VNU claims that the PRISM methodology, "which will be developed through a new unit of VNU known as Nielsen In-Store, will measure consumer exposure to a fast-growing and powerful array of in-store marketing vehicles, including television and radio, shelf talkers, digital signage, and other point-of-purchase displays." While the early 2006 study was an opportunity to vet the metric's efficacy as well as the technology used to measure it, VNU will now be bolstering store-gathered data by leveraging the "measurement, analytical and marketing capabilities of a number of VNU businesses, including ACNielsen for retail measurement, consumer panel and retailer services; Nielsen Media Research for audience measurement and analysis; and Interactive Market Systems for media planning and modeling," according to George Wishart, global managing director of Nielsen In-Store. The service will also tie into VNU's Spectra, Trade Dimensions and BASES offerings, along with VNU Business Media (which runs the GlobalShop trade show). The consortium has settled upon the following formula to calculate its metric for in-store media consumption:
Store Traffic × Compliance × Unduplicated Impressions = In-Store Marketing Metric
While this formula can obviously now be followed by any other group wishing to perform in-store media auditing, the key to its accuracy will lie with the particular methodologies used to calculate each part of the equation. For example, some stores may wish to deploy full-time video monitoring systems to calculate an exact traffic count, while others may opt to do quarterly or even annual audits of traffic. Unduplicated, unique impressions will be even harder to measure accurately, and I'm sure there will be some debate as to what constitutes a duplication (or rather, what should constitute a duplication), and what kind of sampling frequency will be necessary to get accurate data.
Despite the technical and logistical challenges, though, PRISM and other techniques will likely gain acceptance in the industry if for no other reason than many retailers and CPGs seem to want them (PRISM's blue chip list of participants includes 3M, Coca-Cola, Kellogg's, Miller Brewing, Procter & Gamble, The Walt Disney Company, Albertsons, Kroger, Walgreens and Wal-Mart). Likewise, many in the retail media industry have been pushing for standardization of media measurement, and it is generally believed that the ability to provide an authoritative metric for retail media consumption will have a significant positive impact on the adoption rate of store media systems.
Still, I can't help but wonder if (or how) the PRISM effort is going to answer some of the pressing questions in the industry. For example, will "Opportunities to See" or "In-Store Reach" correlate with higher sales of promoted products? While participating retailers and CPGs may be able to reach a definitive conclusion, there are still confidentiality and data sharing issues that could make it difficult to establish a broader baseline for the effectiveness of at-retail media.

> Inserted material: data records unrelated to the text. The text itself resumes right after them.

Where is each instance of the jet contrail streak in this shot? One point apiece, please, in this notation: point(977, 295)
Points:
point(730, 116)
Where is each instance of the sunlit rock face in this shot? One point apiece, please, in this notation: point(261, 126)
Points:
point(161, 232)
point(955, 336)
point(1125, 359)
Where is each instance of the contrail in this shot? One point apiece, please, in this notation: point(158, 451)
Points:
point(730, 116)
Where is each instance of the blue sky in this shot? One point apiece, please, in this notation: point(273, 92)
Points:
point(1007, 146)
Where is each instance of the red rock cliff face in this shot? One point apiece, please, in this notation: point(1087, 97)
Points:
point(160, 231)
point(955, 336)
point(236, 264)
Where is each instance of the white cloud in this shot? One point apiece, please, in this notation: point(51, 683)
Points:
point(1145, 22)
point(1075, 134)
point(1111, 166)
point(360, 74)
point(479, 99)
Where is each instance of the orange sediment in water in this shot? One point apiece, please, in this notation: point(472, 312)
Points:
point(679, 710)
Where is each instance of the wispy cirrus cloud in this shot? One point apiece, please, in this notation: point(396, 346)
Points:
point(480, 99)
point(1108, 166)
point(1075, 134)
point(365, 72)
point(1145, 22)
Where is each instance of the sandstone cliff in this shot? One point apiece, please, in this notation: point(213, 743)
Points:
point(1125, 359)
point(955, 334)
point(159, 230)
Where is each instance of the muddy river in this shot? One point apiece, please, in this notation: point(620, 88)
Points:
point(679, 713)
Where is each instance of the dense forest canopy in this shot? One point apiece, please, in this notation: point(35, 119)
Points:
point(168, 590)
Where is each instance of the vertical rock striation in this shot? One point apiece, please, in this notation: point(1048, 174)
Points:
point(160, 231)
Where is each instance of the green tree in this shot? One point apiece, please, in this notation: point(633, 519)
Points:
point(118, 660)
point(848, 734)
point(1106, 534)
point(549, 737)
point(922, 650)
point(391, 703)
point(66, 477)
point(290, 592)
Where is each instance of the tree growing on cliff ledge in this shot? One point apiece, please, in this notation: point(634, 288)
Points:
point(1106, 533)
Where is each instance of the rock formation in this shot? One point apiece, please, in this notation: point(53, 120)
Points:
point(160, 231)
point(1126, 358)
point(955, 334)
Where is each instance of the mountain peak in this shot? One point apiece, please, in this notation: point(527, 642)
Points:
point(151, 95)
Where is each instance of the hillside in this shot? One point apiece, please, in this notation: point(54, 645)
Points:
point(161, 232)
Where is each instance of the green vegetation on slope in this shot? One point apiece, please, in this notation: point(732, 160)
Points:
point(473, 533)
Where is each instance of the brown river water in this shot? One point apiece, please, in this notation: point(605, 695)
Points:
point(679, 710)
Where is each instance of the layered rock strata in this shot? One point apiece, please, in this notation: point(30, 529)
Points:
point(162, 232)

On the other hand, larger firms may recognize the value of getting a more complete picture of retail media exposure and consumption and thus opt to share their information in exchange for that of their partners and competitors. Also, with more retailers tracking shopper movements, I'd expect to see privacy issues come to the forefront. For example, if shopper tracking data from multiple retailers were connected to loyalty and payment records, it could create a huge (and tempting) repository of personal information.
Then there's the possibility that conflicting reports on media effectiveness will confuse the industry (though given the dearth of information right now, I have to believe that more is still better). For example, other organizations like POPAI will probably choose to measure media exposure differently than PRISM, by selecting a different set of measurement criteria, methodologies, or both. While some lament the immediate fracture of the media measurement effort into two (or more) camps, I personally think it's a great thing: If PRISM and POPAI use different metrics but come up with similar results, that will go a long way towards not only validating in-store media in general, but also confirming the efficacy of the particular methodologies that each group uses. Alternatively, if the results of the two studies are radically different, that means somebody is likely wrong, and I'd prefer to know that sooner rather than later.
In all, VNU's announcement is a good thing for our industry, and should help bring retail media systems in-line with traditional measured media like TV and radio. Whether this will spur media buyers and planners to add retail networks into their repertoire remains to be seen, but as we already know, the lack of this data is something they've cited as a major stumbling block with retail media in the past. Given VNU's announcement, POPAI will need to respond in order to stay relevant, so we'll be on the lookout for additional developments in the retail media measurement saga in early '07.